Baru-baru ini, sirup yacon, yang diekstrak dan terkonsentrasi dari umbi yacon, telah ditunjukkan untuk meningkatkan resistensi insulin dan mengurangi berat badan pada orang gemuk.

Studi ini meningkatkan kemungkinan bahwa konsumsi yacon memiliki efek bermanfaat dalam mengobati resistensi insulin terkait obesitas dan diabetes melitus tipe 2.

Namun, mereka tidak menentukan apakah efek yacon pada sensitivitas insulin pada individu obesitas primer atau sekunder dengan penurunan berat badan.

Obat Herbal Diabetes dan Diagnosa Prediabetes Sebelum Terjadi Diabetes

obat herbal diabetes

Mempelajari Prediabetes, Mendiagnosa Diabetes dan Mengetahui Obat Herbal Diabetes Paling Ampuh

Ada beberapa cara untuk mendiagnosis diabetes. Setiap cara biasanya perlu diulang pada hari kedua untuk mendiagnosis diabetes.

Pengujian harus dilakukan di tempat perawatan kesehatan (seperti di kantor dokter atau lab).

Jika dokter Anda menentukan bahwa kadar glukosa darah Anda sangat tinggi, atau jika Anda memiliki gejala klasik glukosa darah tinggi selain satu tes yang positif,

dokter Anda mungkin tidak memerlukan tes kedua untuk mendiagnosis diabetes.

 

Tes A1C

Tes A1C mengukur kadar glukosa darah rata-rata Anda selama 2 sampai 3 bulan terakhir. Kelebihan yang didiagnosis dengan cara ini adalah Anda tidak perlu berpuasa atau minum apapun.

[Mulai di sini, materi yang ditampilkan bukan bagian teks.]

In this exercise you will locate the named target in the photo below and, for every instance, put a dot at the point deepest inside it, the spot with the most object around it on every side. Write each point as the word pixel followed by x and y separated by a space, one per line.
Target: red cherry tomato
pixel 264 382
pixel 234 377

Diabetes ditetapkan jika kadar gula darah A1C lebih besar dari atau sama dengan 6,5%

Hasil Pembacaan A1C

Normal – kurang dari 5,7%

Prediabetes – 5,7% sampai 6,4%

Diabetes – 6,5% atau lebih tinggi

 

Glukosa Plasma Saat Puasa (Fasting Plasma Glucose – FPG)

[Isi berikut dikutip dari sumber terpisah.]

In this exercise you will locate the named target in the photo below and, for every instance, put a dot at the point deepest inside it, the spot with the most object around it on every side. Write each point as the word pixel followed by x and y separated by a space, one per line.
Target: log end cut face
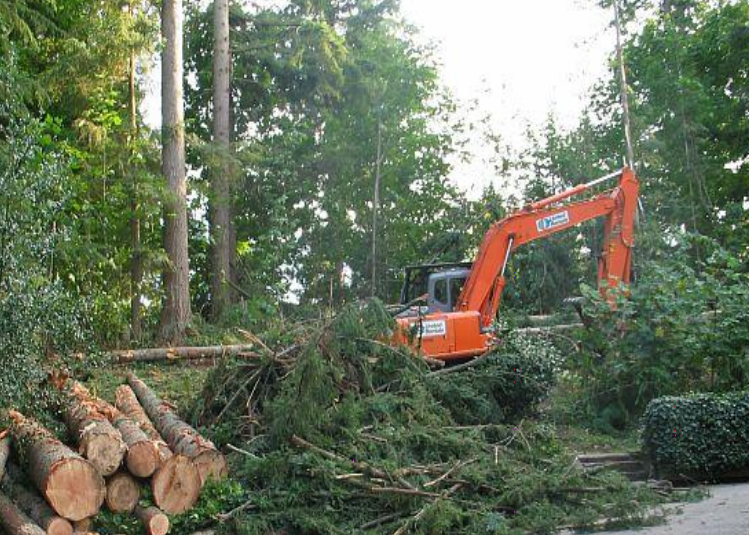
pixel 74 489
pixel 176 485
pixel 143 459
pixel 105 452
pixel 59 526
pixel 123 493
pixel 211 464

Tes ini memeriksa kadar glukosa darah puasa Anda. Puasa disini berarti setelah tidak makan atau minum (kecuali air) paling sedikit 8 jam sebelum tes. Tes ini biasanya dilakukan pagi-pagi sekali, sebelum sarapan pagi.

Diabetes ditetapkan jika kadar glukosa darah puasa lebih besar dari atau sama dengan 126 mg/dL

Hasil Pembacaan Glukosa Plasma Saat Puasa (FPG)

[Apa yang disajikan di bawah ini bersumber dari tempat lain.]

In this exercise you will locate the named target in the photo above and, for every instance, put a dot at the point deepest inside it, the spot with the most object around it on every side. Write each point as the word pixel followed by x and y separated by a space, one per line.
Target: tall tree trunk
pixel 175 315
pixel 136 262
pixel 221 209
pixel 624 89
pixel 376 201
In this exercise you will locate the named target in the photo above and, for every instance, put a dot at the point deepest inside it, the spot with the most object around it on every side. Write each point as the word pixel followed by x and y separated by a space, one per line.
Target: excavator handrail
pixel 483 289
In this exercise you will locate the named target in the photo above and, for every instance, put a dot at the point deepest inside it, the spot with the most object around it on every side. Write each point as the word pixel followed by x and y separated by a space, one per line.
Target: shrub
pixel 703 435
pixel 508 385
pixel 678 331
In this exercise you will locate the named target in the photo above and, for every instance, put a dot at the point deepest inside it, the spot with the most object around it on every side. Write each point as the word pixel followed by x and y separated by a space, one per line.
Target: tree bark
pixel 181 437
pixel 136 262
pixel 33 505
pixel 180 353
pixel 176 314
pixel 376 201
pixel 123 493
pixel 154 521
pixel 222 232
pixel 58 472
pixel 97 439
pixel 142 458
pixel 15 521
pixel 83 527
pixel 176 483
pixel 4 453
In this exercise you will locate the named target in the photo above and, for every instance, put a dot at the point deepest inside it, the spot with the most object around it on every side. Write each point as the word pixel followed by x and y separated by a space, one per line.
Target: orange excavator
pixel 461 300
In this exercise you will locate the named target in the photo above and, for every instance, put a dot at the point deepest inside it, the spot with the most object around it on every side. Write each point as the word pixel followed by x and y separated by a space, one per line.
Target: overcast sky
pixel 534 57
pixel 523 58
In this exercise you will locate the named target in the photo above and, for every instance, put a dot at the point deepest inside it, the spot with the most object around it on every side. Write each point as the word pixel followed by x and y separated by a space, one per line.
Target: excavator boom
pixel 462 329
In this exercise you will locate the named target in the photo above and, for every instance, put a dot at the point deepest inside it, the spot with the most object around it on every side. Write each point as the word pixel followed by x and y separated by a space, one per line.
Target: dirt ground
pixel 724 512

Normal – kurang dari 100 mg/dL

Prediabetes – 100 mg/dL sampai 125 mg/dL

Diabetes – 126 mg/dL atau lebih tinggi

 

Uji Toleransi Glukosa Oral (disebut juga OGTT)

OGTT yang dikenal juga sebagai tes dua jam, akan memeriksa kadar glukosa darah Anda sebelum meminum minuman manis khusus dan 2 jam setelahnya.

Hal ini kemudian memberitahu dokter bagaimana tubuh Anda memproses glukosa.

Diabetes ditetapkan jika kadar glukosa darah setelah 2 jam lebih besar dari atau sama dengan 200 mg/dL

Hasil Pembacaan Uji Toleransi Glukosa Oral (OGTT)

Normal – kurang dari 140 mg/dL

Prediabetes – 140 mg/dL sampai 199 mg/dL

Diabetes – 200 mg/dL atau lebih tinggi

 

Tes Glukosa Plasma Acak (disebut juga Casual)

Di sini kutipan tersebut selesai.